In the era of AI, standards are falling behind
According to a recent study, only a minority of software developers are actually working in a software development company. This means that nowadays literally every company builds software in some form or another.
As a professional in the field of information security, it is your task to protect information, assets, and technologies. Obviously, the software built by or for your company that is collecting, transporting, storing, processing, and finally acting upon your company’s data, is of high interest. Secure development practices should be enforced early on and security must be tested during the software’s entire lifetime.
Within the (ISC)² common body of knowledge for CISSPs, software development security is listed as an individual domain. Several standards and practices covering security in the Software Development Lifecycle (SDLC) are available: ISO/IEC 27024:2011, ISO/IEC TR 15504, or NIST SP800-64 Revision 2, to name some.
All of the above ask for continuous assessment and control of artifacts on the source-code level, especially regarding coding standards and Common Weakness Enumerations (CWE), but only briefly mention static application security testing (SAST) as a possible way to address these issues. In the search for possible concrete tools, NIST provides SP 500-268 v1.1 “Source Code Security Analysis Tool Function Specification Version 1.1”.
In May 2019, NIST withdrew the aforementioned SP800-64 Rev2. NIST SP 500-268 was published over nine years ago. This seems to be symptomatic for an underlying issue we see: the standards cannot keep up with the rapid pace of development and change in the field.
A good example is the dawn of the development language Rust, which addresses a major source of security issues presented by the classically used language C++ – namely memory management. Major players in the field such as Microsoft and Google saw great advantages and announced that they would focus future developments towards Rust. While the standards mention development languages superior to others, neither the mechanisms used by Rust nor Rust itself is mentioned.
In the field of Static Code Analysis, the information in NIST SP 500-268 is not wrong, but the paper simply does not mention advances in the field.

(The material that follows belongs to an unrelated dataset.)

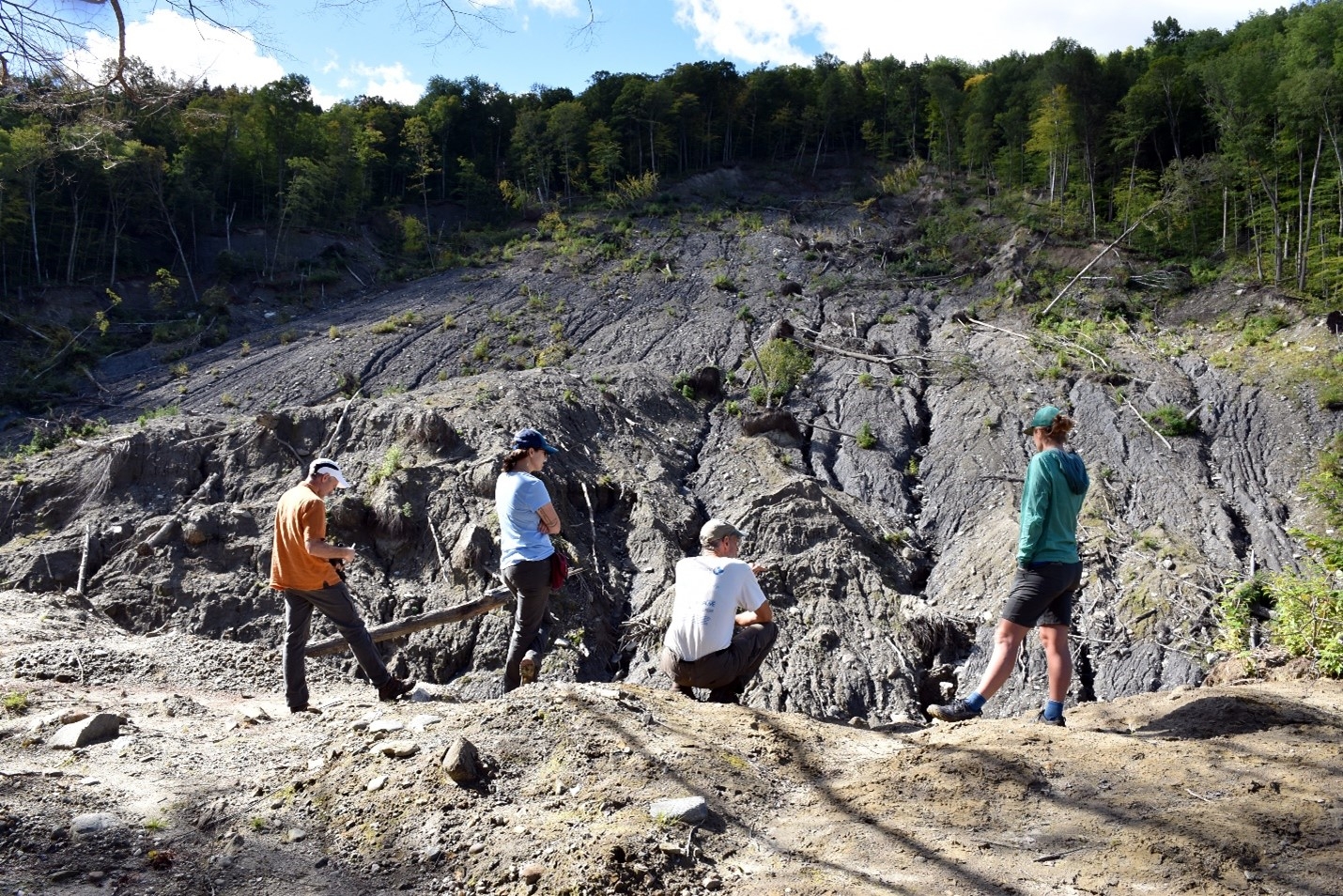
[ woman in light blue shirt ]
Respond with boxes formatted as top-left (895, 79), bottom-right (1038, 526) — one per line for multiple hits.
top-left (494, 428), bottom-right (560, 693)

Let us briefly discuss two aspects: First, the wide use of open source software gave us insight into a vast quantity of source code changes and the reasoning behind them (security, performance, style). On top of that, we have seen increasing capacities of CPU power to process this data, accompanied by algorithmic improvements. Nowadays, we have a large lake of training data available. To use our company as an example, in order to train our underlying model for C++ alone, we are scanning changes in over 200,000 open source projects with millions of files containing rich history.

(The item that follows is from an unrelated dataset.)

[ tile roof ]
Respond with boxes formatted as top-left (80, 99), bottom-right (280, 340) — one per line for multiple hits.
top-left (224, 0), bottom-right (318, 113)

Secondly, in the past decade, we’ve witnessed tremendous advances in machine learning. We see tools like GPT-3 and their applications in source code being discussed widely. Classically, static source code analysis was the domain of Symbolic AI—facts and rules applied to source code. The realm of source code is perfectly suited for this approach since software source code has a well-defined syntax and grammar. The downside is that these rules were developed by engineers, which limits the pace in which rules can be generated. The idea would be to automate the rule construction by using machine learning.
Recently, we see research in the field of machine learning being applied to source code. Again, let us use our company as an example: By using the vast amount of changes in open source, our system looks out for patterns connected to security. It presents possible rules to an engineer together with found cases in the training set—both known and fixed, as well as unknown.
Also, the system supports parameters in the rules. Possible values for these parameters are collected by the system automatically. As a practical example, taint analysis follows incoming data to its use inside of the application to make sure the data is sanitized before usage. The system automatically learns possible sources, sanitization, and sink functions.
Back to the NIST Special Papers: With the withdrawal of SP 800-64 Rev 2, users were pointed to NIST SP 800-160 Vol 1 for the time being until a new, updated white paper is published. This was at the end of May 2019. The nature of these papers is to only describe high-level best practices, list some examples, and stay rather vague in concrete implementation. Yet, the documents are the basis for reviews and audits. Given the importance of the field, it seems as if a major component is missing. It is also time to think about processes that would help us to keep up with the pace of technology.